The UAE is a young country, and the story of the evolution of real estate in its largest Emirate is short but eventful. The book From Rags to Riches by Mohammed Al Fahim gives us the first fascinating glimpse into how the ownership of real estate really began. It was the wish of Sheikh Zayed bin Sultan that every citizen have three pieces of land. One for a house to live in, one for a shop to make money live, and one for a store for that shop. He began gifting these plots of land to make sure his people had a roof over their heads and money in their pockets. It ushered in a long tradition of the gifting of land. Most lands at the time (and to this day) were unclaimed and available to the government to provide to its people.
During this time, UAE Nationals were discouraged from buying or selling their gifted property in Abu Dhabi. They could only acquire land by grant from the government. An excellent example of this is the Khalidiya Area of Abu Dhabi, so named after Sheikh Khalid bin Sultan, Sheikh Zayed’s older brother.
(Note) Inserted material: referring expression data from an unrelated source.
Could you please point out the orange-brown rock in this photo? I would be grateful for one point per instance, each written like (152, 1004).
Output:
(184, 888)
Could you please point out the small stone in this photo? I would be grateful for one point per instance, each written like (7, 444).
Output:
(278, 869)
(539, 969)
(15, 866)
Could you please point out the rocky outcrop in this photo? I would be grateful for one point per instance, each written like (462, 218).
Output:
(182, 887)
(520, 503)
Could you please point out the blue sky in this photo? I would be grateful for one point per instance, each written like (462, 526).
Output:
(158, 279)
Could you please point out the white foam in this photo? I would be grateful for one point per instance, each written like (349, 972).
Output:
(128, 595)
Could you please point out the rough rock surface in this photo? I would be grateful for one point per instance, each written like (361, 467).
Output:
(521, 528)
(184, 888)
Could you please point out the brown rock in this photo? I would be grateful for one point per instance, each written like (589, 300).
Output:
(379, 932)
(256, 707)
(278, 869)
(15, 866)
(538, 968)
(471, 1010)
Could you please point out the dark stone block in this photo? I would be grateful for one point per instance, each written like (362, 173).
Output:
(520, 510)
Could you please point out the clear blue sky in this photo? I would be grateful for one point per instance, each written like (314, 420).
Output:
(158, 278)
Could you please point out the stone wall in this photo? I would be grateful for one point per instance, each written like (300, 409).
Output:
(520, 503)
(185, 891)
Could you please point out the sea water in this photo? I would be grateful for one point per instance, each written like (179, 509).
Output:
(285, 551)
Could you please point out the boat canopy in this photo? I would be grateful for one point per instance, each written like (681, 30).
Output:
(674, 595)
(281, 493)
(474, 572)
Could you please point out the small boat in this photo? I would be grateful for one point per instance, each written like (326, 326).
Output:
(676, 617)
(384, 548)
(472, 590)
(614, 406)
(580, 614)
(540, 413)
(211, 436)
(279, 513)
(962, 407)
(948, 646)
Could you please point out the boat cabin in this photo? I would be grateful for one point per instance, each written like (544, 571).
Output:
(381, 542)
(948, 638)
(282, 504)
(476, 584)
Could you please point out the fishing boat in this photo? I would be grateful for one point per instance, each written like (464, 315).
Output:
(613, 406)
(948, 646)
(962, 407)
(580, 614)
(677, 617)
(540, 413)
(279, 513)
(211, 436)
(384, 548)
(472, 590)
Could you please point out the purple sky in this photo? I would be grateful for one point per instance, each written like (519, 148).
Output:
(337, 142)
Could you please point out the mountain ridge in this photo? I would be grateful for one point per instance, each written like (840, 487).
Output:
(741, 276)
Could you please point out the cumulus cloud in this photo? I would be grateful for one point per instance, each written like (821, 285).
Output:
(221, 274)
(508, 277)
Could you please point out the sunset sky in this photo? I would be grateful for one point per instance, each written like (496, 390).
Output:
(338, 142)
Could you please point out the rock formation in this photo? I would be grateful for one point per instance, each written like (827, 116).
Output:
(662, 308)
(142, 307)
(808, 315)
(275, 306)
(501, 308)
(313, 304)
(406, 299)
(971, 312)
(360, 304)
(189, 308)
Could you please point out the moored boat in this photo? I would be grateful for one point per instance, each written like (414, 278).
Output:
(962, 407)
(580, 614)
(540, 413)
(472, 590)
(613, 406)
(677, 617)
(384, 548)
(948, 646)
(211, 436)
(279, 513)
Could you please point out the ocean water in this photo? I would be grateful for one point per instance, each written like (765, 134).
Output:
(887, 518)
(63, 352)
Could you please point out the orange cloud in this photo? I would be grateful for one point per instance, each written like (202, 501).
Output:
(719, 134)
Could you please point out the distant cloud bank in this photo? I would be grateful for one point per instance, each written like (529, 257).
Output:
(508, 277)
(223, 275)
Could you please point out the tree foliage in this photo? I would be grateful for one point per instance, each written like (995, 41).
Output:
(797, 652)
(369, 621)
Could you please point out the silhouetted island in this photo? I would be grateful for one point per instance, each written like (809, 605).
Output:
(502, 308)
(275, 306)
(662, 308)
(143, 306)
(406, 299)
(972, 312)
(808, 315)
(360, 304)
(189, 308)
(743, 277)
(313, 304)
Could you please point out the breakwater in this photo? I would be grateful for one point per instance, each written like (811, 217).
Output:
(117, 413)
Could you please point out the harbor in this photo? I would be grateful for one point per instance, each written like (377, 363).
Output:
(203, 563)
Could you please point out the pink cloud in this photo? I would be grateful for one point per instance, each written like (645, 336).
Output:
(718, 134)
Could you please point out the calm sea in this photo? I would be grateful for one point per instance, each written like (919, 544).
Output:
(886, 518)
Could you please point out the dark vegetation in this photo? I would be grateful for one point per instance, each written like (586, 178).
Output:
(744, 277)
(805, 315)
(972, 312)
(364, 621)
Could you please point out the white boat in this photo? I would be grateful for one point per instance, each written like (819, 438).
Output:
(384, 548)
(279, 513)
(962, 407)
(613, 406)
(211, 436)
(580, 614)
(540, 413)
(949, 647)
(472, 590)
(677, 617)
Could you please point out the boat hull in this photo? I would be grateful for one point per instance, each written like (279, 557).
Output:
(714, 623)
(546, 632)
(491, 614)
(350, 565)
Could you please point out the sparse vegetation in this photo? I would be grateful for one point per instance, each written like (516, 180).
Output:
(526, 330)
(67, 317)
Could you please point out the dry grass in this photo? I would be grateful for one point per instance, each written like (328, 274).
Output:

Sheikh Khalid was granted large amounts of land in the area, which he faithfully developed, and it became known by his name.
Sheikh Zayed bin Sultan passed away in 2004. Under his son, Khalifa Bin Zayed two new laws were enacted in 2005. The first Law 3 of 2005 allowed Emiratis to buy and sell the property they had been gifted. The second, Law 19 of 2005, established “Investment Zones.” These Investment Zones (the first two were Reem Island and Raha Beach) finally allowed non-nationals to buy property. They could buy a 99-year lease over villas and apartments called “Usufruct.” Members of the GCC and Emiratis could buy freeholds in these areas.
Real estate boomed until the global crash in 2008/9 affecting first Dubai and then Abu Dhabi. The recovery started in 2011 and was only stalled by the “Oil Recession” in 2015 when Brent Crude dropped from over 100 dollars per barrel to below 30. The effect on the Gulf and government spending saw Abu Dhabi and Dubai property prices begin to slide, losing almost 10% per year for the next five years.
In 2015 the biggest piece of real estate legislation in the history of Abu Dhabi was passed. Law 3 of 2015, “Concerning The Regulation Of Real Estate in Emirate of Abu Dhabi,” legislation primarily aimed at stopping the issues that arose in 2008/9, where developers took money from off-plan sales but never completed the projects. But it also covered the regulation of real estate professionals, owner’s associations, mortgages, and many other items.
The next big leap came in 2019 when expatriates were granted the right to own freehold property in Investment Zones by Law 13 of 2019. By this point, ownership in Investment Zones which had been evidenced only by contracts (Sale and Purchase Agreements (SPAs)), began to be officially registered in the Abu Dhabi Municipality, giving much more security to the rights of ownership.
All this time, property prices in the Emirate were declining until the unlikely savior, the Covid Pandemic, arrested this price decline. Some areas (notable high-end villas and apartments) took off. Prices in places like Hidd Saadiyat and Mamsha went up 20 to 30 percent in one year.
What does the future hold? Only time will tell, but it is a fantastic ride.